Desktop data mining and extraction

GoldenGATE editor versions

The GoldenGATE Document Editor is a visual editor for marking up documents in XML. It is designed to do most of the markup automatically; manual work is reduced to correcting the output of automated components. For these corrections, there are many specialized dialogs and document views, which display the required information in a concise fashion and provide high-level assistance to the user. In addition, the editor provides assistance for editing and marking up documents manually. A flexible, plug-in-based software architecture allows for quickly integrating new components, and for deploying upgrades of existing ones. This is not restricted to components for automated markup and document views, but also comprises handling of different data formats, and different types of data storage, e.g. the local file system, databases, and web-based data providers.

The automated markup for taxonomic documents includes finding taxonomic names, figuring out their genus, species, etc., and obtaining an LSID for them.
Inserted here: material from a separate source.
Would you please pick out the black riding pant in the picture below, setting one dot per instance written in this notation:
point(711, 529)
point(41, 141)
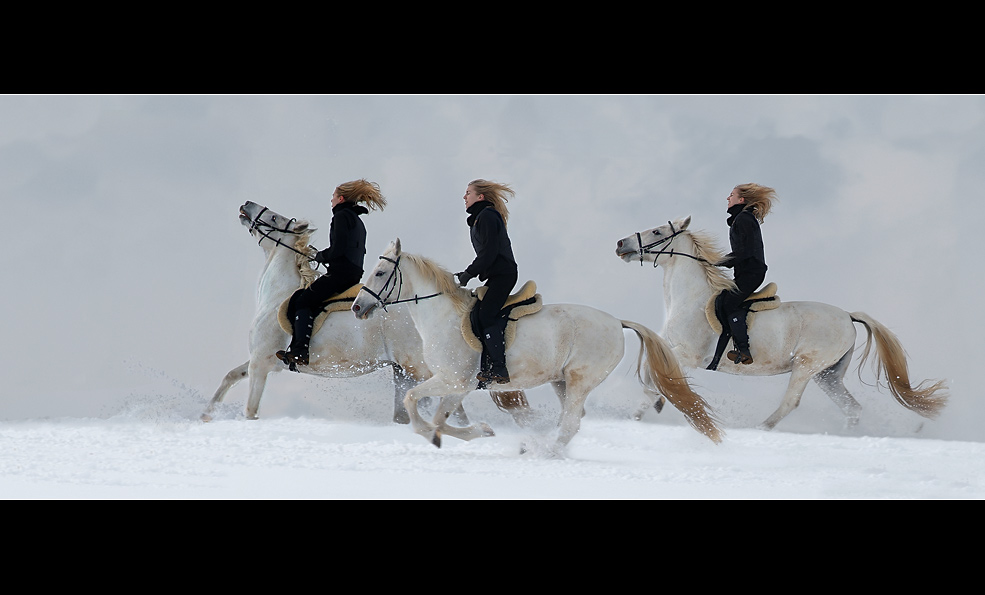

In addition, there are functions for marking up taxonomic treatments and their inner structure, i.e. which part of the treatment provides a morphological description of a taxon, which one lists materials examined, etc. A parser for extracting individual collecting events from the latter is under development.

Online documentation material is available at the community portal which also offers support.

Standard version

This is a stable version that uses as input html documents. Minor uploads are updated at the launch of the program.

Imagine (PDF based) version

This is an alpha version. In case of updates, the user will be asked to update the program if access to the Internet is allowed in the start phase.

The main goal of the Imagine version is to provide a markup tool for digital born PDFs and thus to cut short the OCR- or text conversion process, as well as to allow incremental markup and upload to SRS.

If you are interested in using this new version, please contact Plazi Info.

GoldenGATE Web services

Asynchronous web service

The asynchronous webservice allows parsing bibliographic references (Bib Ref Parser), date tagger, geo-coordinate tagger, materials citation extractor, quantity tagger, taxon name tagger, and TaxPub materials ctiation extractor.

Synchronous web service

The synchronous webservice tests the synchronous version of GoldenGATE Web Services, with calls consisting of a simple request and response, and no user interactivity possible.